Per quanto Sofia ne sapeva, a detta degli insegnamenti da parte di suo zio, gli dei nella loro versione greca o romana, trasmettevano abilità diverse ai propri figli.

Era per quello che Hadiya, per esempio, non solo poteva viaggiare nell'ombra od evocare i morti come un figlio di Ade, ma poteva anche evocare pietre preziose e trovare scavi sotterranei quando ce n'erano. Ecco perché le aveva detto sapesse come andarsene da prima che venisse portata all'interno del Circo; aveva percepito scavi sotterranei che passavano sotto l'intero territorio romano non appena avevano iniziato ad avvicinarsi al Circo Massimo.

Sofia, fino a quel momento, aveva sempre pensato che Percy fosse il semidio più forte che calcava la terra ma, osservando di sottecchi Hadiya ed in quell'assurda situazione, si dovette straordinariamente ricredere. A quel punto però, la domanda era un'altra, se Hadiya non era mai stata davvero una prigioniera, capace com'era di manipolare la Foschia e trovare una via di fuga, perché era ancora lì?

Che stesse guidando una rivolta direttamente dall'interno? Era probabile. La plebe romana era agguerrita ed aspettavano soltanto un motivo per potersi rivoltare contro i patrizi ma, una parte di lei, le suggeriva non c'entrasse assolutamente niente.

Non aveva accennato una sola volta ad una ribellione contro Roma mentre parlavano e, a quel punto, non avevano più niente da nascondersi.

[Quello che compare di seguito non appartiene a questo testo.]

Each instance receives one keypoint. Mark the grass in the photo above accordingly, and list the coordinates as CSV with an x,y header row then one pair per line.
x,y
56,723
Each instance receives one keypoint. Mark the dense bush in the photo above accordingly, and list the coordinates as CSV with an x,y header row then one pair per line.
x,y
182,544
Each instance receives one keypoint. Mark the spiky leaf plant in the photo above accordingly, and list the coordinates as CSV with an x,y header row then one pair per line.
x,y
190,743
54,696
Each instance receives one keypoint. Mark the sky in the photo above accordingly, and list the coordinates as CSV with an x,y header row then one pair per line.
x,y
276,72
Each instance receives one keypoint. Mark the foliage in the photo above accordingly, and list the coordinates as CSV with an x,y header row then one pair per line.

No, il motivo che teneva Hadiya ancora prigioniera era un altro.

Voltò il capo per poterla osservare meglio. Era ovvio. Hadiya si era innamorata e doveva essersi innamorata di un centurione perché, altrimenti, avrebbe di sicuro approfittato della situazione per poter scatenare una rivolta ma, una rivolta, avrebbe messo in pericolo il ragazzo che amava. Aveva troppo da perdere sia che avesse dato vita ad una rivoluzione o che fosse scappata, impedendosi di vedere ancora chiunque le avesse rubato il cuore.